Dr. Shiyu Zhou of the Global Internet Freedom Consortium discussed internet censorship and efforts to break through the internet blockade the CCP is using to keep Chinese people in a permanent information blackout.
"In closed societies, information control is often used for manipulation and indoctrination and sometimes also use to whip up anti-democratic sentiment, as illustrated by the xenophobia fostered online in the People's Republic of China following the Tibet crackdown and the Olympics Torch Relay," he said.
China democracy activist Sheng Xue discussed the ongoing intimidation she faced from the CCP even though she now lives in Canada and how some friends were afraid to be seen with her because they feared retaliation from the CCP.
She also said that despite economic reforms, Chinese people have not gained greater political freedom in the last 20-plus years.
"Politically speaking, people in China are more strictly controlled now than in the 1980s," she said.
Sheng described communist China as the "supreme headquarters of all dictatorships." Another panelist echoed that sentiment saying "whenever there is something bad happening you can be relatively certain the Chinese government has people there making it worse."
Cindy Gu, publisher of the Canadian edition of The Epoch Times described the regime's efforts to control overseas Chinese media.

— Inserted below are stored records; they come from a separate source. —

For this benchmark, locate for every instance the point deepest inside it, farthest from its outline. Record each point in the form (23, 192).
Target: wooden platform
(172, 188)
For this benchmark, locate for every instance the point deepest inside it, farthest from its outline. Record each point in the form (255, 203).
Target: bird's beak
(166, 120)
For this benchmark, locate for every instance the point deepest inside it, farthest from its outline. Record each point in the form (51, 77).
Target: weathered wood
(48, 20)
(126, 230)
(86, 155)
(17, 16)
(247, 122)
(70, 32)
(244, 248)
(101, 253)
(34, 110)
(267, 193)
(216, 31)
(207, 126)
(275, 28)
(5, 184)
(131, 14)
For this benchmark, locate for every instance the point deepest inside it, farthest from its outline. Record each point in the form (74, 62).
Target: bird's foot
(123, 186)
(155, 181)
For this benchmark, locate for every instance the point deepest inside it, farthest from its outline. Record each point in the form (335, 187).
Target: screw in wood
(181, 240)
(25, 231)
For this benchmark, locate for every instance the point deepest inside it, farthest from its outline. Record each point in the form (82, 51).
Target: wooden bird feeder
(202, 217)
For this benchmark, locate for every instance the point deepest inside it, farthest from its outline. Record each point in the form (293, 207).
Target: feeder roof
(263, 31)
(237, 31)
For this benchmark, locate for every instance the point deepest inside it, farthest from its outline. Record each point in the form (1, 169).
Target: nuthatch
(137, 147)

She detailed the regime's ongoing efforts to suppress The Epoch Times as well as the impacts that overseas Chinese media have had. She pointed to mobs that formed in New York City's Chinatown as an example of what those media could do.
Overseas Chinese media recently repeated a fabricated report by Xinhua, the CCP's official news agency, which stated that Falun Gong practitioners were blocking donation activities for victims of the Sichuan earthquake. The fabricated reports led to mobs of Chinese people in New York swarming Falun Gong adherents, often assaulting them.